III. Warning Signs and When to Seek Medical Attention
If postcoital bleeding occurs along with these warning signals, immediate medical evaluation is required:
Heavy bleeding: If sanitary pads need to be changed every 2 hours, it indicates significant vascular injury or pathology, requiring urgent care.
Accompanying symptoms: Persistent lower abdominal pain may indicate deep infections like PID; fever suggests systemic inflammatory response; foul-smelling vaginal discharge may point to severe infection or tissue necrosis. All these warrant immediate hospital evaluation.

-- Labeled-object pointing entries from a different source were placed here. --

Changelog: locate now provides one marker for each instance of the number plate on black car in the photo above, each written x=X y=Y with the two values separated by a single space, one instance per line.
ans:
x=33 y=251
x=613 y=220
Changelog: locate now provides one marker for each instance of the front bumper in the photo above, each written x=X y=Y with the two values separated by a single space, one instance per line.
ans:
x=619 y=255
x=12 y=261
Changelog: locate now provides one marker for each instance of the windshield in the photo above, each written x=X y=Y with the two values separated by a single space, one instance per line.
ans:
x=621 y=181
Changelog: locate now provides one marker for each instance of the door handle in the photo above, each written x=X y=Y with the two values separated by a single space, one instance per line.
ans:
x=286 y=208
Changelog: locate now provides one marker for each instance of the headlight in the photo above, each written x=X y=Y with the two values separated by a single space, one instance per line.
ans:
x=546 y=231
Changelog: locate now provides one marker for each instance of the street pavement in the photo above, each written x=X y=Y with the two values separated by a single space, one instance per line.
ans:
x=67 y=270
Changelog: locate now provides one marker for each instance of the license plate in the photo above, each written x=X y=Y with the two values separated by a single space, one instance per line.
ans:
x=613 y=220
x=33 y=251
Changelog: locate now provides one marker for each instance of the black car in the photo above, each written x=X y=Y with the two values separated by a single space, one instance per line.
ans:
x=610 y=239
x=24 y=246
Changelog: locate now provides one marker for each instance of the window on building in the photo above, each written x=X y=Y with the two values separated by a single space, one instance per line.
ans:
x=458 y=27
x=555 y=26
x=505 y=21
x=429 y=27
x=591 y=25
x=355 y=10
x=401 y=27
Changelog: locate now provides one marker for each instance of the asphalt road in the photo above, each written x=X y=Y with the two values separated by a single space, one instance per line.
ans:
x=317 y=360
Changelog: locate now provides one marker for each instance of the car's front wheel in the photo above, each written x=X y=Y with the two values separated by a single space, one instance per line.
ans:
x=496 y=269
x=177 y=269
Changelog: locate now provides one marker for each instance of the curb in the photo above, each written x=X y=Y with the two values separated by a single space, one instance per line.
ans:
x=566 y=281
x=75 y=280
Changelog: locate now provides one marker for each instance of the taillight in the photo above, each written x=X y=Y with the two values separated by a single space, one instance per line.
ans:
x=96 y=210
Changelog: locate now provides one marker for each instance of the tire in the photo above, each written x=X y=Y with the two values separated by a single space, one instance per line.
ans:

Recurrent postcoital bleeding: Even if each episode is minor, repeated bleeding may signal unresolved infection or cervical pathology and must be investigated.
IV. Diagnostic and Treatment Pathways
(1) Diagnostic approach
Accurate diagnosis is key to effective treatment.
Laboratory tests: Cervical swabs or first-void morning urine samples can reliably detect mycoplasma, chlamydia, and gonorrhea.
Colposcopy combined with cervical cytology: Allows direct visualization of cervical status and identification of polyps or malignancy.
(2) Treatment methods
Antibiotics remain the mainstay of treatment for mycoplasma infection. If resistance occurs or treatment is ineffective, moxifloxacin may be used. Medication must be taken strictly under a doctor’s guidance, without altering dose or duration.
Additionally, Fuyan Pill can be used. It has functions of clearing heat and detoxifying, activating blood circulation, and strengthening the spleen to drain dampness. It can kill bacteria and viruses within about three months, turning tests for mycoplasma, chlamydia, and gonorrhea negative.
Importantly, sexual partners must be treated simultaneously to avoid cross-infection.
Conclusion
In summary, postcoital bleeding after mycoplasma infection is essentially due to “infection-induced inflammation that makes tissues prone to bleeding.” Regardless of the underlying cause, abnormal bleeding is a warning signal from the body and should never be ignored. Early hospital evaluation to identify the exact cause, followed by targeted treatment, is the only way to resolve the issue and prevent worsening of the condition.